How npm, Yarn, and pnpm Store Dependencies

Devops

2025 Nov 251478 words|Estimated reading time: 8 minutes

Why Storage Matters

As front-end developers, package managers (npm, Yarn, pnpm) are essential tools in our daily work. When we run the install command, how are thousands of dependency packages downloaded, organized, and stored?

Understanding their underlying storage principles not only helps us solve real-world problems like phantom dependencies, disk space usage, and slow installation speeds, but is also a necessary step towards more efficient and stable front-end engineering.

This article will deeply analyze the storage strategies and the technical philosophies behind the three major tools: npm, Yarn, and pnpm.

The Basic Strategy of npm/Yarn: File Organization Based on `node_modules`

📦 npm v2: The Original "Nested Hell"

In npm v2 and earlier versions, dependencies were stored in a fully nested way.

Storage Structure: If package A depends on B, and B depends on C, the file structure strictly follows the dependency tree:

node_modules
└── A
    └── node_modules
        └── B
            └── node_modules
                └── C

Problems:
1. Wasted Disk Space: Different versions of the same library were downloaded and stored multiple times.
2. Long Paths: This "nested hell" could easily hit path length limits, especially on Windows systems.

🌳 npm v3+ & Yarn: The Flattening Upgrade (Hoisting)

To solve the "nested hell," npm v3 introduced a flattening mechanism called Hoisting.
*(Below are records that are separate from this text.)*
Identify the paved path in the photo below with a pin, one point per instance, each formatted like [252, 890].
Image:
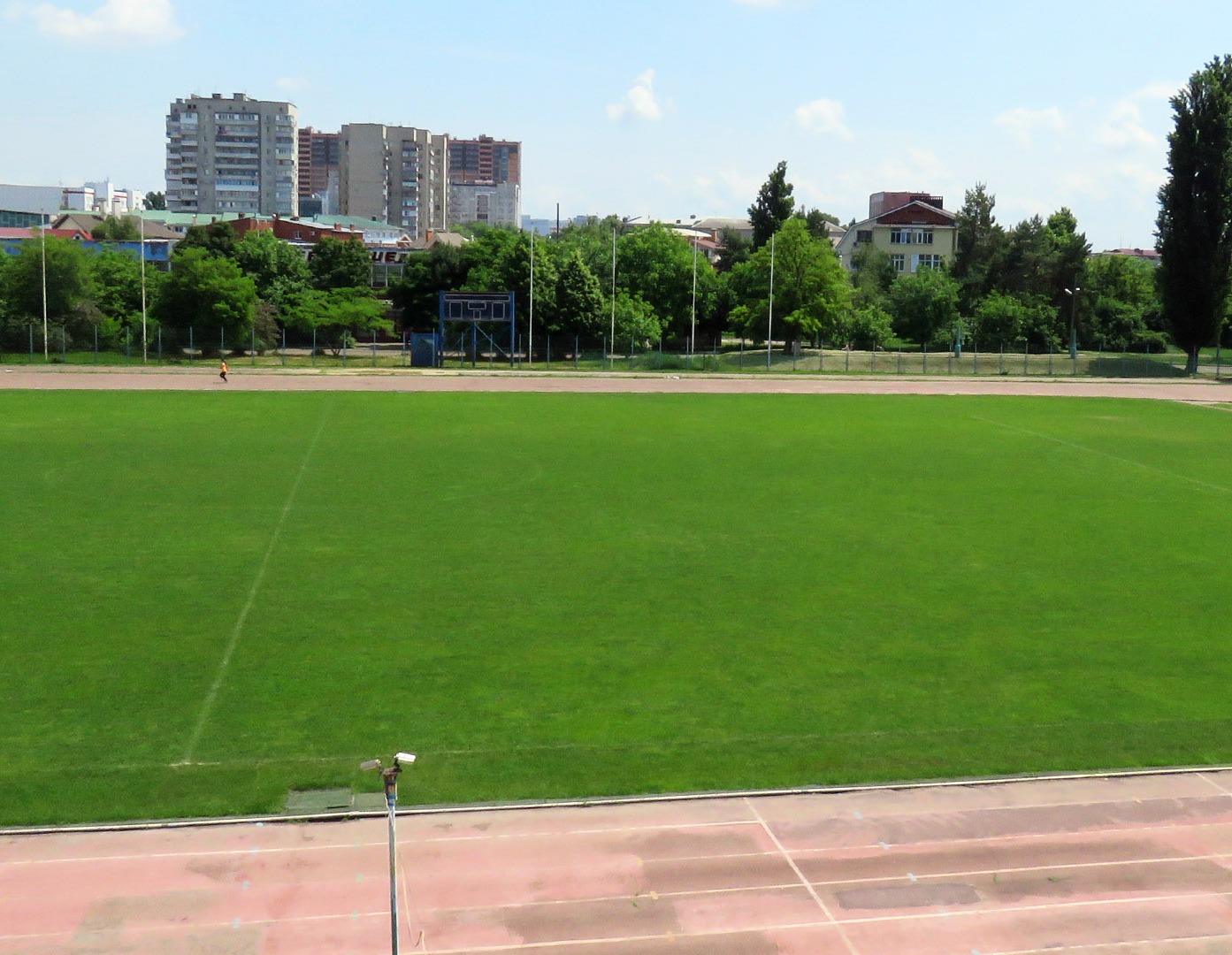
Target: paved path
[375, 379]
[1103, 867]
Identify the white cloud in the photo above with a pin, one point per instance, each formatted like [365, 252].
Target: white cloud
[1022, 124]
[912, 168]
[639, 103]
[823, 118]
[1122, 127]
[149, 21]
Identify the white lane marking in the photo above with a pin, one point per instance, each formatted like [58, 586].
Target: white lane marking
[800, 875]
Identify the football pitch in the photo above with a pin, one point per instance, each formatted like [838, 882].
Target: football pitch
[210, 599]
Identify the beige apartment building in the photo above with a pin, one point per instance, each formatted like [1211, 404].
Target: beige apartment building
[394, 174]
[912, 228]
[232, 156]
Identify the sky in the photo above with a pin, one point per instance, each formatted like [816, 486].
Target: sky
[668, 109]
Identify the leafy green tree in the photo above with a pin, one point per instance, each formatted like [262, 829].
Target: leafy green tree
[815, 221]
[999, 318]
[210, 294]
[811, 287]
[499, 260]
[872, 275]
[217, 238]
[1195, 210]
[336, 264]
[116, 294]
[1120, 303]
[341, 316]
[113, 228]
[276, 268]
[417, 294]
[579, 301]
[773, 206]
[1071, 253]
[925, 306]
[657, 266]
[68, 284]
[980, 247]
[870, 328]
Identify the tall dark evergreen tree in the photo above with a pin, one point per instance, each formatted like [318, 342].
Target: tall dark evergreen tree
[773, 206]
[1195, 210]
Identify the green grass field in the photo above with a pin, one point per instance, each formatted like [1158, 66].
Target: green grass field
[210, 599]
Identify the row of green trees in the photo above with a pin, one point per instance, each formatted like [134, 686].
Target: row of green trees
[231, 294]
[1010, 287]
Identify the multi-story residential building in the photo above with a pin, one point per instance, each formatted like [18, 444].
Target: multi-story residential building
[486, 181]
[319, 160]
[912, 228]
[233, 154]
[394, 174]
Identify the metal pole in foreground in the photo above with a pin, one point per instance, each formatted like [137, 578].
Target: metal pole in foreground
[389, 776]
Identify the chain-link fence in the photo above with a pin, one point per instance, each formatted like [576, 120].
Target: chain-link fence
[576, 354]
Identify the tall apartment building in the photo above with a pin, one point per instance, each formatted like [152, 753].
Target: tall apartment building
[486, 181]
[233, 154]
[394, 174]
[319, 160]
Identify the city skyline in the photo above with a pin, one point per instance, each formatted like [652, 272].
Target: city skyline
[653, 110]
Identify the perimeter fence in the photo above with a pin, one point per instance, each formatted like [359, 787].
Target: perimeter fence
[552, 354]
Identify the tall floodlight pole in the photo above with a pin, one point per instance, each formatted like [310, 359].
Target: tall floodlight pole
[389, 775]
[530, 322]
[611, 344]
[42, 232]
[146, 349]
[1073, 325]
[693, 322]
[770, 322]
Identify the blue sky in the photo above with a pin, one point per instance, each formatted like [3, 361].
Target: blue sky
[664, 109]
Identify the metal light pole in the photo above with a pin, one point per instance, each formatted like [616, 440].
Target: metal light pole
[770, 322]
[530, 322]
[611, 343]
[1073, 325]
[146, 348]
[693, 313]
[389, 775]
[42, 232]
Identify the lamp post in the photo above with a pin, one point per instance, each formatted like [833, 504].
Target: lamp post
[1073, 326]
[693, 312]
[770, 319]
[146, 349]
[389, 775]
[42, 232]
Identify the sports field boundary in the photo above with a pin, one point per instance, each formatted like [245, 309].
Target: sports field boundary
[601, 801]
The classic Yarn (v1) used a similar approach.

Core Mechanism: The installer tries to "hoist" (lift) as many modules as possible from the dependency tree into the project's root node_modules directory.
Storage Structure: Dependencies with version conflicts are nested inside their parent's node_modules. Dependencies without conflicts are hoisted to the root.
Problems: Phantom Dependencies and Doppelgangers.
1. Phantom Dependencies: Your code can accidentally use indirect dependencies (dependencies of your dependencies) that are hoisted but not listed in your package.json. This creates a mismatch between declared and actual dependencies.
2. Doppelgangers: Even with flattening, the storage model is still based on file copying. Dependencies that cannot be hoisted remain as full, separate copies on disk.
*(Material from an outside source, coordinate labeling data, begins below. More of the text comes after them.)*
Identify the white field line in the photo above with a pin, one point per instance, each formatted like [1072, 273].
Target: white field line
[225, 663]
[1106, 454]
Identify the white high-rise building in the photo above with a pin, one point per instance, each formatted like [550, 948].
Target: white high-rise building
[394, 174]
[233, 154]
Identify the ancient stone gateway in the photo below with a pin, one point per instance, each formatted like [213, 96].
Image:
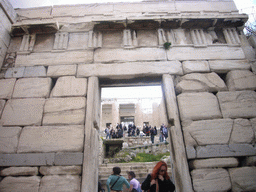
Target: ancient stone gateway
[56, 59]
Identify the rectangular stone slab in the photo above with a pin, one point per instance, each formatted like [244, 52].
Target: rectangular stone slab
[130, 69]
[211, 52]
[54, 58]
[124, 55]
[16, 112]
[51, 139]
[234, 150]
[39, 159]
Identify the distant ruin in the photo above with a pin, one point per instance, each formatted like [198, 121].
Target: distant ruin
[54, 61]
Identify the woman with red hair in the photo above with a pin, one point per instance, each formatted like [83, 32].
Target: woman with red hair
[158, 180]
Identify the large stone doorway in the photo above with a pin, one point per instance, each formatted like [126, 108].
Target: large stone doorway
[179, 161]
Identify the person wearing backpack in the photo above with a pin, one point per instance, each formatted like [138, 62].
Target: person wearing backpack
[134, 183]
[116, 181]
[158, 180]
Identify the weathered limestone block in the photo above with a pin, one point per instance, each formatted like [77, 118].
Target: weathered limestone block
[209, 53]
[74, 117]
[78, 41]
[16, 112]
[64, 104]
[51, 139]
[59, 183]
[139, 54]
[243, 179]
[61, 70]
[129, 70]
[237, 104]
[20, 184]
[58, 58]
[32, 87]
[242, 131]
[36, 71]
[197, 82]
[250, 161]
[241, 80]
[208, 132]
[9, 139]
[69, 86]
[231, 150]
[195, 67]
[60, 170]
[224, 66]
[19, 171]
[253, 122]
[71, 158]
[2, 104]
[16, 72]
[64, 111]
[213, 163]
[198, 106]
[211, 180]
[6, 87]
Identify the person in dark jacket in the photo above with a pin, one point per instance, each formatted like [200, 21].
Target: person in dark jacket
[158, 180]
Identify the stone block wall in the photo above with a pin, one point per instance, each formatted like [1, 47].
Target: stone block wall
[42, 130]
[44, 92]
[217, 111]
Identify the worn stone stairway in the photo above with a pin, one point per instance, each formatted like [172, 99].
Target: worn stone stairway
[140, 169]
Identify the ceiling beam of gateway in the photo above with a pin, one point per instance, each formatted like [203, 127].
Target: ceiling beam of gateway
[137, 81]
Yarn PnP: A New Attempt to Remove `node_modules`

With the release of Yarn v2 (Berry), Yarn introduced Plug'n'Play (PnP), a radical dependency management strategy that completely challenges the traditional node_modules structure.

🛑 Goodbye `node_modules` Folder

Storage Mechanism: Yarn PnP completely removes the traditional node_modules directory. Dependency packages are no longer extracted into your project folder.
Storage Location: Dependencies are downloaded as Zip files and stored in Yarn's global cache or the project's .yarn/cache directory.
Benefits:
1. Very Fast Installation: Avoids the slow file I/O operations of extracting files and building the node_modules tree.
2. No Phantom Dependencies: Completely eliminates phantom dependencies because there is no flat node_modules folder for non-declared dependencies to be accessed from.
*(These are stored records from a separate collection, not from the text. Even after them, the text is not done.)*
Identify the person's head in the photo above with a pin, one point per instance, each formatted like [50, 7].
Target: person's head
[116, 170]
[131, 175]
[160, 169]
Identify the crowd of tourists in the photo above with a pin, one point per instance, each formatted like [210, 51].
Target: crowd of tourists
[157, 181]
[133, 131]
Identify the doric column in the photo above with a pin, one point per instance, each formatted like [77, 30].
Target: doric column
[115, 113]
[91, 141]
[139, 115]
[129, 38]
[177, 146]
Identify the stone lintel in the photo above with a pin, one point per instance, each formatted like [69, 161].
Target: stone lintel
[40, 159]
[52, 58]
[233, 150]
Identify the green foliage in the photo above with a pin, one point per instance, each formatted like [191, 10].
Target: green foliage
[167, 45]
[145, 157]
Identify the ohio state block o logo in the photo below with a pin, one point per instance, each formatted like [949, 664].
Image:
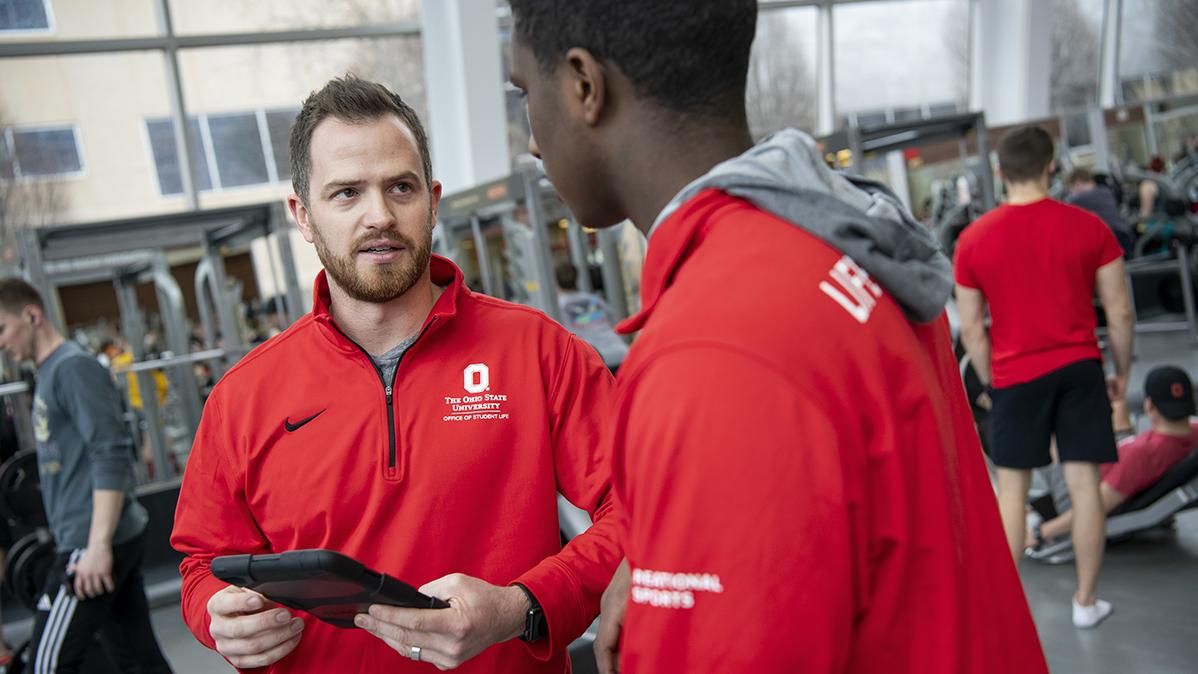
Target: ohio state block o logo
[476, 377]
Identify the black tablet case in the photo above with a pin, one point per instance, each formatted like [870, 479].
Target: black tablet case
[331, 586]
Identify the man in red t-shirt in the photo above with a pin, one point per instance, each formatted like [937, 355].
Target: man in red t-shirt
[792, 454]
[1036, 263]
[1144, 459]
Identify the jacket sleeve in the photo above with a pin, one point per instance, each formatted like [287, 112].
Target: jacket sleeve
[85, 389]
[568, 586]
[212, 516]
[732, 474]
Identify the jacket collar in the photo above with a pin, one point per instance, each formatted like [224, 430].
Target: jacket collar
[673, 240]
[441, 271]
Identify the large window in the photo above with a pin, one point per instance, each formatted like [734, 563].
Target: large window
[228, 150]
[900, 54]
[194, 17]
[1159, 49]
[781, 89]
[40, 152]
[1076, 53]
[20, 16]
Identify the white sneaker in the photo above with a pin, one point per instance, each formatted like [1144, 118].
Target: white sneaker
[1087, 617]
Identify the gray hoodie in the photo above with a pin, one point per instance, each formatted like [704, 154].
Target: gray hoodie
[785, 175]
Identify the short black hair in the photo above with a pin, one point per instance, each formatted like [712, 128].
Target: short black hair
[17, 293]
[691, 58]
[1024, 153]
[355, 101]
[567, 275]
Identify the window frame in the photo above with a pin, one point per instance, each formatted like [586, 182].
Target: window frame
[22, 178]
[209, 150]
[34, 31]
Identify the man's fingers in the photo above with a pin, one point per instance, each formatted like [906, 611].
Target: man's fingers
[234, 601]
[606, 647]
[246, 626]
[264, 659]
[261, 642]
[413, 619]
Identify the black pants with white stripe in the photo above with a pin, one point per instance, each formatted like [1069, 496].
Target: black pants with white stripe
[66, 626]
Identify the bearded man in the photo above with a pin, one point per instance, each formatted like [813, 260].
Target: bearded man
[406, 421]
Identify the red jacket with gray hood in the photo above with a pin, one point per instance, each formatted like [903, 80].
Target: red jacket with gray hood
[794, 453]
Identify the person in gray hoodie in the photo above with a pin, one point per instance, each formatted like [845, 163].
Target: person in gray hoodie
[793, 454]
[85, 466]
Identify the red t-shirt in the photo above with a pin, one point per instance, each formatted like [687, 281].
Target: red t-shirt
[1035, 265]
[802, 481]
[1145, 457]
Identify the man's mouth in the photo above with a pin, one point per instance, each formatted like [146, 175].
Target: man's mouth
[381, 250]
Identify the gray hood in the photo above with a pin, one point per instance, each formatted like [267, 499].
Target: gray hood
[786, 175]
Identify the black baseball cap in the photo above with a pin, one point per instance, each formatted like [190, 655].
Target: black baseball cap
[1171, 392]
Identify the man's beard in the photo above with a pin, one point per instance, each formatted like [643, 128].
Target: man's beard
[380, 283]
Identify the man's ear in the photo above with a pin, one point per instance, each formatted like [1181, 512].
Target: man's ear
[588, 85]
[300, 213]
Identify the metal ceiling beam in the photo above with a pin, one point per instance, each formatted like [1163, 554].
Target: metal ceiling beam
[164, 231]
[77, 47]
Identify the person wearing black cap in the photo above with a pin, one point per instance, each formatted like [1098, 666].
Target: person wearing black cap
[1143, 459]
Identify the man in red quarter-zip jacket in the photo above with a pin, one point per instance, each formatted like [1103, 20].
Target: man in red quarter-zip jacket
[406, 421]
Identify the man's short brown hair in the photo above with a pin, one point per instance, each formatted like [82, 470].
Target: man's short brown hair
[1024, 153]
[355, 101]
[16, 295]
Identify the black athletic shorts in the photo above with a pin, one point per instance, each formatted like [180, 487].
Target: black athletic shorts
[1070, 404]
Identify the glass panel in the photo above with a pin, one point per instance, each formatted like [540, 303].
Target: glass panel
[1076, 53]
[277, 78]
[279, 125]
[514, 107]
[781, 89]
[106, 101]
[23, 14]
[84, 19]
[162, 144]
[46, 152]
[237, 147]
[255, 16]
[875, 71]
[6, 165]
[1157, 52]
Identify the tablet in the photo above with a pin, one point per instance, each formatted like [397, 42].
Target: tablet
[325, 583]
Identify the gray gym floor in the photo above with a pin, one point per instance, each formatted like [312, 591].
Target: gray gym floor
[1151, 581]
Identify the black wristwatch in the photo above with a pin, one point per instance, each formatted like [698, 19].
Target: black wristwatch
[536, 627]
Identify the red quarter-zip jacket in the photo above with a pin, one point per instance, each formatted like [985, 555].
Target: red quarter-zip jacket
[804, 486]
[494, 411]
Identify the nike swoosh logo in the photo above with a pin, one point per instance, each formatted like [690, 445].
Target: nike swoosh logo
[292, 427]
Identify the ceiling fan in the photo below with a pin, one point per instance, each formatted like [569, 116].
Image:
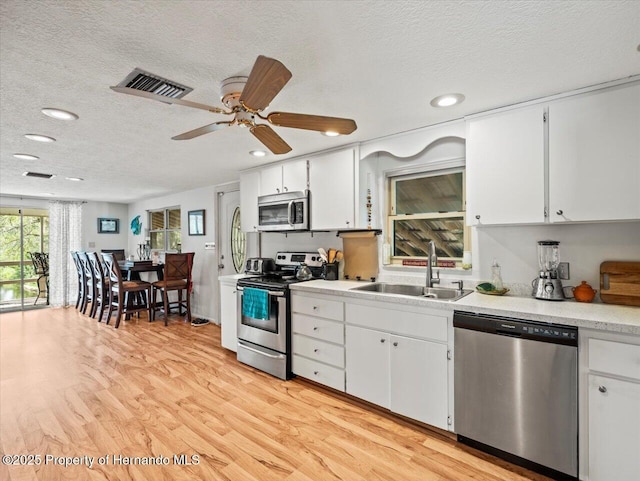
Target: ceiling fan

📃 The `.pnp.cjs` File and Module Resolution

Core Idea: PnP takes over Node.js's standard module resolution (require/import) by generating a special .pnp.cjs file.
How it Works: This .pnp.cjs file is a large JavaScript file containing a complex map. It precisely records each package's name, version, and the exact location of its files within the Zip cache.
Module Lookup: When your code tries to import a module, Node.js first loads .pnp.cjs. This file then uses the map to directly locate the file inside the dependency's Zip file, enabling isolated access.

Summary: Yarn PnP achieves near-zero installation time (if dependencies are already downloaded) and strict isolation. However, it works at the software level (by taking over Node.js) rather than the file system level, and requires specific configuration support from other tools (like Webpack, TypeScript).

pnpm: Content-Addressable Storage and Linking

pnpm (Performant npm) changed the storage model for package managers. It borrows the content-addressable idea from systems like Git, achieving true file sharing at a global level and strict dependency isolation.

🏠 Global Store: Content-Addressable Storage

pnpm's first key innovation is a global content store, which is the foundation of its efficiency and disk space savings.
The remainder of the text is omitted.